The eighth edition of the Ernesto Illy International Coffee Award has gone to a Brazilian coffee.

Click here to read the Spanish version.
The São Mateus Agropecuaria farm in Brazil has been chosen as the best sustainable coffee in the world after winning the title in the eighth edition of the Ernesto Illy International Coffee Award. Specifically, this Brazilian coffee won in a blind tasting by an international jury of lots of nine coffees from the countries that represent the Illy blend: Brazil, Costa Rica, El Salvador, Ethiopia, Guatemala, Honduras, India, Nicaragua and Rwanda.

The jury defined the winning coffee as “rounded, healthy and full-bodied, with rich and balanced aromas of chocolate, caramel, cane sugar and roasted almonds with a delicately sweet and harmonious finish. It represents the most authentic and refined characteristics of this origin in Brazil”.

On the other hand, Finca Danilandia from Guatemala, owned by Luis Arimany Mondonico, won the Coffee Lovers’ Choice award, granted by a jury of consumers. “The fact that a Brazilian coffee from regenerative agriculture, chosen blindly by a jury of independent experts from among the nine best coffees in the world, won means a lot to me,” said Illy’s president, Andrea Illy.

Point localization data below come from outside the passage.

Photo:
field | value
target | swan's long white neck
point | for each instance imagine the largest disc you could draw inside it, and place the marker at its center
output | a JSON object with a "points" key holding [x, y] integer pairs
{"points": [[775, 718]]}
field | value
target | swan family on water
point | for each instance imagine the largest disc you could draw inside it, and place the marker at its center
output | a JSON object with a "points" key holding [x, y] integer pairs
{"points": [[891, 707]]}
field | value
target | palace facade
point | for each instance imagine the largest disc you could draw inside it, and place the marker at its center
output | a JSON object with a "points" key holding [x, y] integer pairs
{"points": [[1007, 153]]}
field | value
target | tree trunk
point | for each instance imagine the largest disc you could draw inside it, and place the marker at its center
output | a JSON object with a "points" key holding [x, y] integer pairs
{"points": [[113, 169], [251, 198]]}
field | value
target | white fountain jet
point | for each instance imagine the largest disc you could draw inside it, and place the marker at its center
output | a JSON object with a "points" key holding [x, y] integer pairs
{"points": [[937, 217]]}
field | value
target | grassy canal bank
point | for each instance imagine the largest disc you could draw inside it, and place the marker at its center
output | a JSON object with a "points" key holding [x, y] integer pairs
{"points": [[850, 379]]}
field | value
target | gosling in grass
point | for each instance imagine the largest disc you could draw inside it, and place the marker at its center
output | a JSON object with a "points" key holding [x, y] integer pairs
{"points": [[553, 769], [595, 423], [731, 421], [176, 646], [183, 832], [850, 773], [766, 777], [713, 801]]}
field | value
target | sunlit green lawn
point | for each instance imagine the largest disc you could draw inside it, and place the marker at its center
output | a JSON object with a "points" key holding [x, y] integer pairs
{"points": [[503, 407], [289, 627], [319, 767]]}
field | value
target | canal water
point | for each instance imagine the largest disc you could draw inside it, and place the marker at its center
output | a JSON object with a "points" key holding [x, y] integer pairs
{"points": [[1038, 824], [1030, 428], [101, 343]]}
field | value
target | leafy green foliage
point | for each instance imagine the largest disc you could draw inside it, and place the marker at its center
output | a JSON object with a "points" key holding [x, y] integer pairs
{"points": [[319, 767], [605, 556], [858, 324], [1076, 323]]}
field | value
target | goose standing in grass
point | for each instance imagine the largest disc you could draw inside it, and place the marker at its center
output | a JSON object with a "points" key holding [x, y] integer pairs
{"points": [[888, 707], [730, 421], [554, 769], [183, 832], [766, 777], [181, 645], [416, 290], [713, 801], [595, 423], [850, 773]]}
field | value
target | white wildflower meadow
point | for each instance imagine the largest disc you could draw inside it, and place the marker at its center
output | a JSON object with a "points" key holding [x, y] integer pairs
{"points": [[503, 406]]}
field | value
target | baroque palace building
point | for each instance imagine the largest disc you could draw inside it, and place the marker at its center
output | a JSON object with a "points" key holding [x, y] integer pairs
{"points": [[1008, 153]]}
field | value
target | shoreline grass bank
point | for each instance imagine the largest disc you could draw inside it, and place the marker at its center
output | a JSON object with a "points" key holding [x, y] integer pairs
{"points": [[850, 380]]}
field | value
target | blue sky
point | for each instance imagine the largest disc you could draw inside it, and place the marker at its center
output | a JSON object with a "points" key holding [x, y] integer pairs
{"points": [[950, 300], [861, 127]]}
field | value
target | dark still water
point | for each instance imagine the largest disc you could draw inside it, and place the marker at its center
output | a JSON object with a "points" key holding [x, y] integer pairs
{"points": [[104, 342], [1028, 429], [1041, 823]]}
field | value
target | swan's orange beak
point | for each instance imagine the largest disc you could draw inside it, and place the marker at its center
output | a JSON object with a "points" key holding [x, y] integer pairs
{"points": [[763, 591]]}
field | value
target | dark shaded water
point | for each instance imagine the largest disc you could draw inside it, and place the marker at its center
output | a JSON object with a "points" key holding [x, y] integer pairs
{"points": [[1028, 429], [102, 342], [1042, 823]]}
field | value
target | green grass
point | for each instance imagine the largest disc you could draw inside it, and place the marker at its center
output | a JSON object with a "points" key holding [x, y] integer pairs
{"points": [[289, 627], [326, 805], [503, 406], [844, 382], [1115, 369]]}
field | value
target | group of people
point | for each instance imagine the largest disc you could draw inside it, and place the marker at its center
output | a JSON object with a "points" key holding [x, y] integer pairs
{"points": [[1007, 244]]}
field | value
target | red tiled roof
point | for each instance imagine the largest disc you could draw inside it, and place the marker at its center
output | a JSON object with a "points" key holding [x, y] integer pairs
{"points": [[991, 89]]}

Ricard Camarena, the Spanish representation

The Spanish note in this event to choose the best sustainable coffee in the world was put by the Valencian chef Ricard Camarena, the only Spanish representative in the jury and who has two Michelin stars and a green star for his commitment to sustainability in his Ricard Camarena Restaurant in Valencia.

Andrea Illy reminded the gala that adapting to climate change requires “better agronomic practices” and the “renewal of plantations with more resistant varieties”. “Regenerative agriculture seems to provide an answer to the first need, and I hope it will become a model for all coffee farming. As far as renewal is concerned, we must act quickly. All this requires investments in the supply chain that we can no longer slow down,” he said.